Сделав это открытие, я поневоле задумался над вполне закономерным вопросом: с какой стати такая скрытность?

Вражеским агентам в этой глуши делать нечего (именно так должен маскировать свои следы шпион, заброшенный на вражескую территорию), а заготовители ягод и грибов аккуратностью и чистоплотностью не отличались. И уж точно ни у кого из них не возникла бы мысль закопать мусор на полметра вглубь. В лучшем случае, все отходы сжигались в печке или на костре.

Может, сюда кто-то приводил поохотиться иностранцев? Такой вариант нельзя было сбрасывать со счетов.

Дичи в этих местах хватало. К тому же, благодаря повальной демократизации, западные любители русской экзотики бродили по территории России косяками, нередко безо всякого разрешения и надзора.

Однако в моем случае возникало одно "но" – следы пребывания неизвестных в хижине тоже были замаскированы весьма тщательно. Проколов в маскировке оказалось совсем немного, всего ничего: свежий пепел и новенькая двухрублевая монета. Она закатилась под грубо сколоченные нары. Видимо, кто-то из посетителей избы переодевался, не проверив предварительно карманы.
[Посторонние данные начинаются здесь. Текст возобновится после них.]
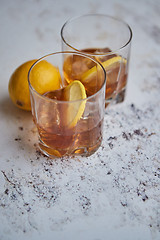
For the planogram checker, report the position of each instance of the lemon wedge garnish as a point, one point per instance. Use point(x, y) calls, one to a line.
point(108, 65)
point(74, 110)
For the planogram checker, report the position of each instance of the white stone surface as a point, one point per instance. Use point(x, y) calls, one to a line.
point(114, 194)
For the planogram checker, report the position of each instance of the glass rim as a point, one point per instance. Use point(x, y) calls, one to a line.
point(101, 15)
point(65, 52)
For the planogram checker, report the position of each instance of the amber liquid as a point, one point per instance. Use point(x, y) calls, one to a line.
point(116, 75)
point(57, 139)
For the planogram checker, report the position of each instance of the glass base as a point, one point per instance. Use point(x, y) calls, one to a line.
point(81, 151)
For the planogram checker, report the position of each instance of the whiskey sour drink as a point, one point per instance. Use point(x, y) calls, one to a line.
point(69, 120)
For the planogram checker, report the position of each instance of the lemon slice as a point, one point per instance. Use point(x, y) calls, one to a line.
point(108, 65)
point(73, 92)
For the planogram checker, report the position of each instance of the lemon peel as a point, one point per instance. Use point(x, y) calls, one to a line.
point(75, 92)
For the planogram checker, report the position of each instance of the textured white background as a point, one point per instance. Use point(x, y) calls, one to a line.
point(114, 194)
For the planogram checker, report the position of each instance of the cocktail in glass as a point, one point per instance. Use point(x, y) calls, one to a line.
point(67, 128)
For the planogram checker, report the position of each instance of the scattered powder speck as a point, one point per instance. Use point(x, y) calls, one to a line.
point(123, 175)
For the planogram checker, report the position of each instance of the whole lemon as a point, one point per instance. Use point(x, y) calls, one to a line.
point(45, 77)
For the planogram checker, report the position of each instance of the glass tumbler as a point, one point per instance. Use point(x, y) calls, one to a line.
point(108, 40)
point(68, 128)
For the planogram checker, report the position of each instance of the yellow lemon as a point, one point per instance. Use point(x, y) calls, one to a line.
point(45, 77)
point(73, 92)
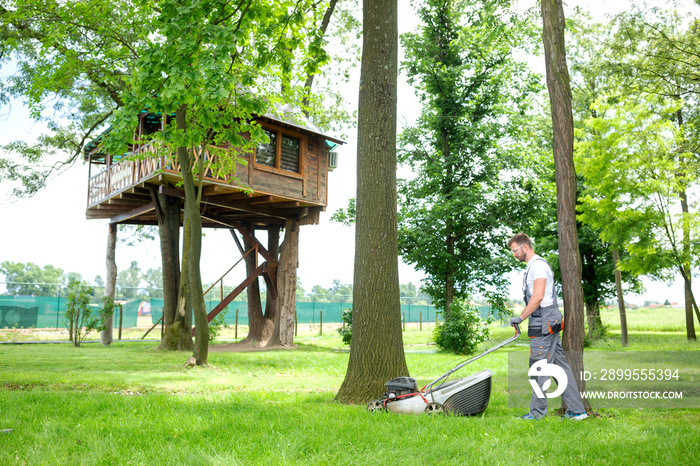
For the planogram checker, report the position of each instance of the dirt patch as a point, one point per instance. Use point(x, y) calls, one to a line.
point(247, 347)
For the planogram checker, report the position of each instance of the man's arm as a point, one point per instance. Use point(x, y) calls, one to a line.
point(538, 287)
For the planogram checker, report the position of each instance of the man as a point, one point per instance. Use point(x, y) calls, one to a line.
point(545, 323)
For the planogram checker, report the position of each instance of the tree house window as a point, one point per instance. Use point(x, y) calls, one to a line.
point(267, 153)
point(283, 152)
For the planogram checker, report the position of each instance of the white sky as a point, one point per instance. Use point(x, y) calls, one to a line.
point(51, 227)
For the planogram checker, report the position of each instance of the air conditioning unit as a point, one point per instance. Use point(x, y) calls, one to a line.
point(332, 160)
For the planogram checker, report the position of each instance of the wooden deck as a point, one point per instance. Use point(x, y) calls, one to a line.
point(124, 191)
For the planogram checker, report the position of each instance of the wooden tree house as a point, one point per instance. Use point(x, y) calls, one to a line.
point(282, 184)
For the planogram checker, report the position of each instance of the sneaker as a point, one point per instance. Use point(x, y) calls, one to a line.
point(575, 416)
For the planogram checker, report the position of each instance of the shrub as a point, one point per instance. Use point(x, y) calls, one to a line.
point(79, 312)
point(462, 330)
point(217, 324)
point(346, 330)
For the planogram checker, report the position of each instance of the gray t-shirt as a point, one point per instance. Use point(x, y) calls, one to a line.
point(537, 267)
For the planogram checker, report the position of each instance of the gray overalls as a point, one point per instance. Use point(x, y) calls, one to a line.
point(544, 325)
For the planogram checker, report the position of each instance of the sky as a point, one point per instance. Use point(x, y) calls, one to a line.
point(51, 229)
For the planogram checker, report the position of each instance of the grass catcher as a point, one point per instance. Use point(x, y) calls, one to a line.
point(467, 396)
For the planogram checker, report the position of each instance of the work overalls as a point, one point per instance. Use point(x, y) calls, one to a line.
point(544, 325)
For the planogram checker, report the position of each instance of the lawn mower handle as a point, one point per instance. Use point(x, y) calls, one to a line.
point(428, 387)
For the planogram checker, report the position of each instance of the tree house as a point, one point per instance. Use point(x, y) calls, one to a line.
point(285, 180)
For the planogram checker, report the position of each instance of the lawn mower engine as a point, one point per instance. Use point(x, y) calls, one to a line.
point(400, 387)
point(466, 396)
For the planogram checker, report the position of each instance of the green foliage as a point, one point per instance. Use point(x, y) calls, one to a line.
point(475, 177)
point(217, 324)
point(29, 279)
point(462, 329)
point(79, 313)
point(346, 330)
point(73, 60)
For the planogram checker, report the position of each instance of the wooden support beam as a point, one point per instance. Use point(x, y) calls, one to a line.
point(231, 296)
point(247, 234)
point(270, 276)
point(133, 213)
point(132, 196)
point(124, 202)
point(262, 200)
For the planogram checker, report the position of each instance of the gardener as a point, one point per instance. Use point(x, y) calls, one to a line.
point(544, 326)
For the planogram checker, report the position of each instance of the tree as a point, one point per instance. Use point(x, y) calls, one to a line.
point(466, 151)
point(376, 349)
point(655, 88)
point(664, 61)
point(129, 281)
point(214, 65)
point(563, 149)
point(632, 193)
point(74, 59)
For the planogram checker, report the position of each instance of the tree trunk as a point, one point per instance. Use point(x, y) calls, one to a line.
point(689, 318)
point(449, 225)
point(106, 336)
point(193, 238)
point(685, 268)
point(177, 326)
point(376, 349)
point(283, 333)
point(563, 143)
point(258, 326)
point(273, 247)
point(620, 299)
point(595, 324)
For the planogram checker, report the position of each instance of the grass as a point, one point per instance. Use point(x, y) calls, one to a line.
point(131, 404)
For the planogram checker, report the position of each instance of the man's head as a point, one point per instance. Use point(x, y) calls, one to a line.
point(521, 247)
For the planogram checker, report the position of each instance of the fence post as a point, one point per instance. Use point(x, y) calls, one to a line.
point(58, 305)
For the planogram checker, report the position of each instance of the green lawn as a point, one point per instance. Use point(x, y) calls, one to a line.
point(131, 404)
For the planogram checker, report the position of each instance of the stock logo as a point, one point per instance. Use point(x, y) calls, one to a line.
point(542, 369)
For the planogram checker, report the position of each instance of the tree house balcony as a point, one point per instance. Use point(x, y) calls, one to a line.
point(285, 179)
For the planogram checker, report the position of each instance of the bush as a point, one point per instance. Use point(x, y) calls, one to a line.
point(346, 330)
point(462, 330)
point(81, 320)
point(217, 324)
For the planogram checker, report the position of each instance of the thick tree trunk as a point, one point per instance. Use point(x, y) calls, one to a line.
point(376, 350)
point(685, 268)
point(620, 299)
point(283, 333)
point(193, 238)
point(259, 328)
point(273, 247)
point(106, 336)
point(177, 326)
point(563, 142)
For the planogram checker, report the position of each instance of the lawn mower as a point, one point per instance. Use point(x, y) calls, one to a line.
point(467, 396)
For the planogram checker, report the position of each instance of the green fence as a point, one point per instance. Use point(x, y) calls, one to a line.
point(50, 312)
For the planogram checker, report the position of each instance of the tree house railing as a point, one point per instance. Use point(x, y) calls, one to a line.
point(143, 163)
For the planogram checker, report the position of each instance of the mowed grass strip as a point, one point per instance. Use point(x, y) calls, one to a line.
point(132, 404)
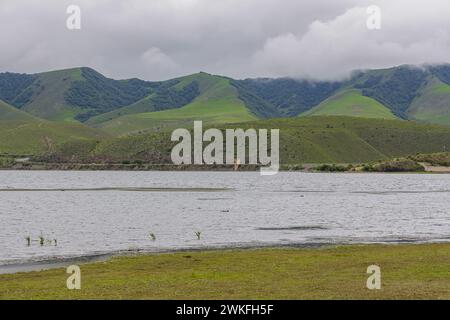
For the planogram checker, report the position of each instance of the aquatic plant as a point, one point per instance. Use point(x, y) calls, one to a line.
point(41, 239)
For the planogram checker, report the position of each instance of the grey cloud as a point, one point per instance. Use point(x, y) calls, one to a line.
point(160, 39)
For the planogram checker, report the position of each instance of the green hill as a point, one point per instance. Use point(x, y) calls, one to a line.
point(351, 103)
point(302, 140)
point(433, 104)
point(217, 102)
point(133, 105)
point(8, 112)
point(31, 137)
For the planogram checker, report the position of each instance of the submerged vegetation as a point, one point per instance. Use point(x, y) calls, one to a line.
point(413, 271)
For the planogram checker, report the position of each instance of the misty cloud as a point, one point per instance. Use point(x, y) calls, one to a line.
point(160, 39)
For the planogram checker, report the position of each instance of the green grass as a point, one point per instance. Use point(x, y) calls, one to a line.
point(353, 104)
point(433, 105)
point(48, 101)
point(28, 137)
point(302, 140)
point(217, 104)
point(8, 112)
point(407, 272)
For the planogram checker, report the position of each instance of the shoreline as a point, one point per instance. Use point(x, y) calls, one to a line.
point(305, 168)
point(57, 263)
point(408, 271)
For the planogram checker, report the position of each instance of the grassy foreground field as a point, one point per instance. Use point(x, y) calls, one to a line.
point(407, 272)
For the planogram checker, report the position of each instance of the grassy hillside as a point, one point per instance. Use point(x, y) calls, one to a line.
point(47, 95)
point(302, 140)
point(217, 102)
point(8, 112)
point(351, 103)
point(31, 137)
point(433, 105)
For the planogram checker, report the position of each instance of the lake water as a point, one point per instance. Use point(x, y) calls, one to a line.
point(288, 208)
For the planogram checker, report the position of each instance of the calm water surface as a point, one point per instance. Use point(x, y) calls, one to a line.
point(289, 208)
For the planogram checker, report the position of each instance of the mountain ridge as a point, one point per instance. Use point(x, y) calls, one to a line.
point(84, 95)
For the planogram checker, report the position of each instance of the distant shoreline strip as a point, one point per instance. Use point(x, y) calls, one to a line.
point(127, 189)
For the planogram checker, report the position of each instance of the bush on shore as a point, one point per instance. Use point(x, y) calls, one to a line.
point(395, 165)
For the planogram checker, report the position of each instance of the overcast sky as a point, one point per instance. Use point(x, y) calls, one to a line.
point(161, 39)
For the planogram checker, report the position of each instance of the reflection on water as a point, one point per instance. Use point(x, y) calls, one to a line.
point(92, 213)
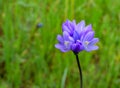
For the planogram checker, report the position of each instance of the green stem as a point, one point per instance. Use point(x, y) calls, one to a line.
point(80, 71)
Монету я отыскал не благодаря слепому случаю. Заинтригованный странными поведением "охотников", я проверил не только окружающую зимовье местность, но и саму хижину. После своих открытий ночевать в зимовье мне почему-то расхотелось. Несмотря на позднее время, я ушел вглубь лесов и улегся спать в походной палатке-малютке.

С той поры я несколько поумерил свою исследовательскую прыть. Нет, я не испугался чужаков. Все гораздо проще и прозаичнее.

Лес – это не городской парк с аттракционами и не оживленный проспект, где ты на виду у многочисленных прохожих, а потому можно расслабиться и вести себя беззаботно. В глухомани всякое случается. В такие места одиночкам ходить не рекомендуется. Разве что в случае острой необходимости.

Но поскольку я вовсе не считал себя ровней отважному русскому путешественнику Пржевальскому, отыскавшего неизвестную науке лошадь в пустынях Джунгарии, где до него нога цивилизованного человека не ступала, то ограничился редкими одиночными вылазками в полюбившиеся мне лесные места, которые находились неподалеку от деревеньки.

А в основном я продолжал охотиться вместе с Зосимой, находившим дичь чуть дальше деревенской околицы. Он не любил ноги бить зазря.

Кроме того, я переключился на рыбную ловлю, благо плавающей живности в озере было вдоволь. Кстати, запеченный на костре линь ни в коей мере не уступает по вкусовым качествам зажаренному рябчику под клюквенным соусом.